As of 2012, the Veluwe —1000 square kilometers of woods, heath, and drifting sands — is the largest lowland nature area in North Western Europe. It contains nine ecoducts, 50 meters wide on average, that are used to shuttle wildlife across highways that transect it. Its first two ecoducts were built around 1985 across the A50 when the road was constructed. Five of the other ecoducts on the Veluwe were built across existing highways — one was even built across a two-lane provincial road. The two ecoducts across the A50 were used by nearly 5,000 deer and wild boar during a one-year period.
9. Squirrel Bridge
The Nutty Narrows Bridge is a squirrel bridge in Longview, Washington. It holds the title of the “World’s Narrowest Bridge” and also the “World’s Narrowest Animal Crossing.” Before the bridge was built, squirrels had to avoid speeding traffic by running across the street and back again to a park with large trees.
On March 19, 1963, after seeing too many squirrels being flattened, resident Amos Peters decided to protect squirrels and give them a way to cross a busy thoroughfare without getting killed by passing cars. The original sky-bridge was built over Olympia Way near the Civic Center in downtown Longview. Designed to look like a mini-suspension bridge, the 60-foot-long (18 m) span was made from aluminum piping covered with an old fire hose to create the roadway.

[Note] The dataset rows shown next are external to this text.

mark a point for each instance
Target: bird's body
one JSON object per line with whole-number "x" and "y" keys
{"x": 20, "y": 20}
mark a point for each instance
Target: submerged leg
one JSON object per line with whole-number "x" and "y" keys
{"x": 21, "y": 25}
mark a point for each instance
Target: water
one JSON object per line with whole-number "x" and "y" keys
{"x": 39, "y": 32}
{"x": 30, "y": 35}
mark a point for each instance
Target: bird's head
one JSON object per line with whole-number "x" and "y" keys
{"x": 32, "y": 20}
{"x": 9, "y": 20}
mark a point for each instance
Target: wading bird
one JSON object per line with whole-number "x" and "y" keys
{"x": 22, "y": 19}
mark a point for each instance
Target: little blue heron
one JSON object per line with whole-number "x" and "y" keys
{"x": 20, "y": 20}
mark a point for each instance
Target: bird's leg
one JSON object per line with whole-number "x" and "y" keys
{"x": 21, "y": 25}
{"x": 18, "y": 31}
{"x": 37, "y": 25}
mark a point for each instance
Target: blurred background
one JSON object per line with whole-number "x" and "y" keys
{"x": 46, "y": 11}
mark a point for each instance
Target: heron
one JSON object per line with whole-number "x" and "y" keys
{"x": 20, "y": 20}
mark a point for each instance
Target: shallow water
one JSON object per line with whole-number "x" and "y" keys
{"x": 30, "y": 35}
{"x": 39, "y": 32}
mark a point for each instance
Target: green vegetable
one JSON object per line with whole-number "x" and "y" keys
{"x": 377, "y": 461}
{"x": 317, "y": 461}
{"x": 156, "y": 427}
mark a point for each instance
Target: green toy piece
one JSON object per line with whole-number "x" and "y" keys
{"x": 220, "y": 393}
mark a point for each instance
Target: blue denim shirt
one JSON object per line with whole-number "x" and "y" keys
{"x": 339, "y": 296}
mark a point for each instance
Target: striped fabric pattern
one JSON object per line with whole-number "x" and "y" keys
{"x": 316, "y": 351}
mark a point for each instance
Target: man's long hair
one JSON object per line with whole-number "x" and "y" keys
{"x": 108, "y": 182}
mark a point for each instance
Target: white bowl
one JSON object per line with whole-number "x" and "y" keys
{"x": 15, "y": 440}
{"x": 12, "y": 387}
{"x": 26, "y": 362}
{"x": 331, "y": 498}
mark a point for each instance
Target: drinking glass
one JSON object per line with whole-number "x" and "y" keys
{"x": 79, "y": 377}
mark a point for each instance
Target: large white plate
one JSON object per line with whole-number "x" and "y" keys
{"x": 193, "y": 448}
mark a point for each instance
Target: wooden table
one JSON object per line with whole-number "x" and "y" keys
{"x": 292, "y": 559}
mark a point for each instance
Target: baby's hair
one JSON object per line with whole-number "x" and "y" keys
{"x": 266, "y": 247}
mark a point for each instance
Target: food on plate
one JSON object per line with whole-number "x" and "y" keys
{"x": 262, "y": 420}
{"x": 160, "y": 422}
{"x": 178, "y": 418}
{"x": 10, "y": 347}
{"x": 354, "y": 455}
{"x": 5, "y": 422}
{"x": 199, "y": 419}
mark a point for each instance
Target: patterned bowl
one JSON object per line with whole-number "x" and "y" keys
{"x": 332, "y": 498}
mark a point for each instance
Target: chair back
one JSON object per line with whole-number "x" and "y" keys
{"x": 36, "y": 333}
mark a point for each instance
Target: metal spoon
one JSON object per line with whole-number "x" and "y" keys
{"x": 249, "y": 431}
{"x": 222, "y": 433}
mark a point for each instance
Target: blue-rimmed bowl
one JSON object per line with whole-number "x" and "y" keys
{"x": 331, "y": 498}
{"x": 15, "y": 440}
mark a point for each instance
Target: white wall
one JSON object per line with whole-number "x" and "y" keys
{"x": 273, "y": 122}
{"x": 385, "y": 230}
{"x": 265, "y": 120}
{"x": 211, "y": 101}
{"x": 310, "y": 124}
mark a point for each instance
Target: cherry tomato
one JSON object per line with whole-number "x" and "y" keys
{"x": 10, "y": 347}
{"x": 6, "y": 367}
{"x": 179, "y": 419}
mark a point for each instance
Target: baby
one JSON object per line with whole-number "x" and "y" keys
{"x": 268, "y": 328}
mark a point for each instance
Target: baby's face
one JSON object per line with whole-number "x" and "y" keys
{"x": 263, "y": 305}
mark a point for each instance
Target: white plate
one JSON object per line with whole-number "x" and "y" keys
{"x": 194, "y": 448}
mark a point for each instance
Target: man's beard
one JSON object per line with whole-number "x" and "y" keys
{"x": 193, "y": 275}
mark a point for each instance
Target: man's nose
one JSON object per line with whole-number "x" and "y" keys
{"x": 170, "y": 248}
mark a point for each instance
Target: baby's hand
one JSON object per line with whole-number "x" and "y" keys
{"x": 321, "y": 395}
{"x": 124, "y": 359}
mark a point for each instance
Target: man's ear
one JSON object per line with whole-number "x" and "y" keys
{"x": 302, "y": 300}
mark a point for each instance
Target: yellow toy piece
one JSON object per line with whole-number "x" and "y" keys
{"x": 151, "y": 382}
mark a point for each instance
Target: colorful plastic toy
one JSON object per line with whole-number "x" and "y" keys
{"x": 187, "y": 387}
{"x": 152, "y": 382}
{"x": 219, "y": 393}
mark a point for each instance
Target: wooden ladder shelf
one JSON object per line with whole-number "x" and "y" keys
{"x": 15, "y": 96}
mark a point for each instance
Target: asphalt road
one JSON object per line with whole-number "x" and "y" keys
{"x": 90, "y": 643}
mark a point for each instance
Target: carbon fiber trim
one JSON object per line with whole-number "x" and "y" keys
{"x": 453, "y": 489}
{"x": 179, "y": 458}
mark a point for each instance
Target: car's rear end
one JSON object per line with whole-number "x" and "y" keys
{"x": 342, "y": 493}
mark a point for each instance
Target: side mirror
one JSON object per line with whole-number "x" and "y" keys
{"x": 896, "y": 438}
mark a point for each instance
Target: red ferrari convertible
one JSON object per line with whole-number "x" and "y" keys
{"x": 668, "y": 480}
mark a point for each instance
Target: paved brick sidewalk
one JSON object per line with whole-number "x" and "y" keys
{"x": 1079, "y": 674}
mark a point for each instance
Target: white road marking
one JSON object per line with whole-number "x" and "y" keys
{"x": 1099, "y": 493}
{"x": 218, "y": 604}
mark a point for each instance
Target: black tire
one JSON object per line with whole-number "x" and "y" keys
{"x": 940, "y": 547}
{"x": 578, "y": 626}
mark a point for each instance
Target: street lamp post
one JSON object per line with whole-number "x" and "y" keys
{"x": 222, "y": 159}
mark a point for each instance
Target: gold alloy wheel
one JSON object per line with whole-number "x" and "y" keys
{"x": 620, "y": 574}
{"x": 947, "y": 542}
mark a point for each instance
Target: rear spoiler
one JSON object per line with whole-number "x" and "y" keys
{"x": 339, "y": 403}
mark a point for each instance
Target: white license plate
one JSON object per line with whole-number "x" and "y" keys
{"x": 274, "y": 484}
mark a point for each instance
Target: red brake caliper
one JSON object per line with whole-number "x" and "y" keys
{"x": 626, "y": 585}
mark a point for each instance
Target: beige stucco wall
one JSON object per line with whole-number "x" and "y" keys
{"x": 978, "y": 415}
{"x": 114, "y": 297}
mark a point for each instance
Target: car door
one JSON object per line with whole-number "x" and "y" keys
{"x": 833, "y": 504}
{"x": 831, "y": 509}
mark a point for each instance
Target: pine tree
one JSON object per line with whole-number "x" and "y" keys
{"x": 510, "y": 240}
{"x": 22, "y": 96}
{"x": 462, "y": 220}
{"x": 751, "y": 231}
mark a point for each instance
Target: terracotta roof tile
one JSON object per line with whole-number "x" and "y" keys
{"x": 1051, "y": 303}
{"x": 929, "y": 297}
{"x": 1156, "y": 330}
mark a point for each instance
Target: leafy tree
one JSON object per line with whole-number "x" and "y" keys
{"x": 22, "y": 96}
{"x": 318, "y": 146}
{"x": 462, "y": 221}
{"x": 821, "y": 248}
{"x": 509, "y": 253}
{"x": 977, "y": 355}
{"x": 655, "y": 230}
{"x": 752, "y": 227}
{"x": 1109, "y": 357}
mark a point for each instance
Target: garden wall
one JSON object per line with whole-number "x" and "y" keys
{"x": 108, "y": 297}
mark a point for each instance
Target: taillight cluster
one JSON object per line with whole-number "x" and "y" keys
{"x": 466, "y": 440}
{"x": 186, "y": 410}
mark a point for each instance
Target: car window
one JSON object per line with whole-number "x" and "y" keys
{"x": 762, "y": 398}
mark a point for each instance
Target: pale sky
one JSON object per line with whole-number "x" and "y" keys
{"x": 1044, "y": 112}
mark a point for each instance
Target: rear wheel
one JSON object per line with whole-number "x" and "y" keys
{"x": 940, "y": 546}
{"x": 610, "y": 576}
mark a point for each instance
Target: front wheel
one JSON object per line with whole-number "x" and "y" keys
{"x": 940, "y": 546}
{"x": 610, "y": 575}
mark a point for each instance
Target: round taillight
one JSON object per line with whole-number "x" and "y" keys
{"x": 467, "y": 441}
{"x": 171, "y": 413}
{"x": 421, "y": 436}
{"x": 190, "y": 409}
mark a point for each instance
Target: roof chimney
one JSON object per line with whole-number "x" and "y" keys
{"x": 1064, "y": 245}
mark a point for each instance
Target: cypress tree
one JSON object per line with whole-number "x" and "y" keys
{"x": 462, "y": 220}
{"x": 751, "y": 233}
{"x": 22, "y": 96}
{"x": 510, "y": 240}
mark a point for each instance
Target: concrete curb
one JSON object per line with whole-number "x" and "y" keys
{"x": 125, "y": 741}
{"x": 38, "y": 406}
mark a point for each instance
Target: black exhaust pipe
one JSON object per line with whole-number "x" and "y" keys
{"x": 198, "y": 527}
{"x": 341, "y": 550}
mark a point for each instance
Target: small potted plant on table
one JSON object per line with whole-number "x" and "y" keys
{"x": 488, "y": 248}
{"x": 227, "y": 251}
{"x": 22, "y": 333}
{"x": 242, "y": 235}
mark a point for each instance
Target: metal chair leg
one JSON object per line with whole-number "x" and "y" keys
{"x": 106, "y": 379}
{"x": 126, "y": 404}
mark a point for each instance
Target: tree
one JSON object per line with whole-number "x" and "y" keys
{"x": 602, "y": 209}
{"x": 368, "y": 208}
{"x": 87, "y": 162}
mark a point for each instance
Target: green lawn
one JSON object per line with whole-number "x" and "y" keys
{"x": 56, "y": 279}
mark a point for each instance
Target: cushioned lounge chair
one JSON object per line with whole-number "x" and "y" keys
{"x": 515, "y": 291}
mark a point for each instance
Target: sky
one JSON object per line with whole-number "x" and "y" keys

The total cost of the bridge was $1000.
10. Davi’s Toad Tunnel
A $14,000 wildlife crossing was constructed in 1995 as a six-inch tunnel to allow frogs (not toads, despite the project’s name) to circumvent the newly built Pole Line Road overpass. The postmaster decorated the entrance to the tunnel near the Post Office to resemble a town named Toad Hollow — complete with a bar, outhouse, and a hotel!
Rumor has it that the frogs initially refused to use the tunnel, so lights were installed to encourage them. They then died from the heat of the lamps inside the tunnel. If they did get through, they also had to battle with birds who quickly learned of the frog-producing hole in the ground. The project received national attention, including a feature on The Daily Show in 1998. In January 2000, the children’s book, The Toads of Davis, written and illustrated by Ted Puntillo, Sr., was published to tell the story of the Davis Toad Tunnel through the eyes of the frogs.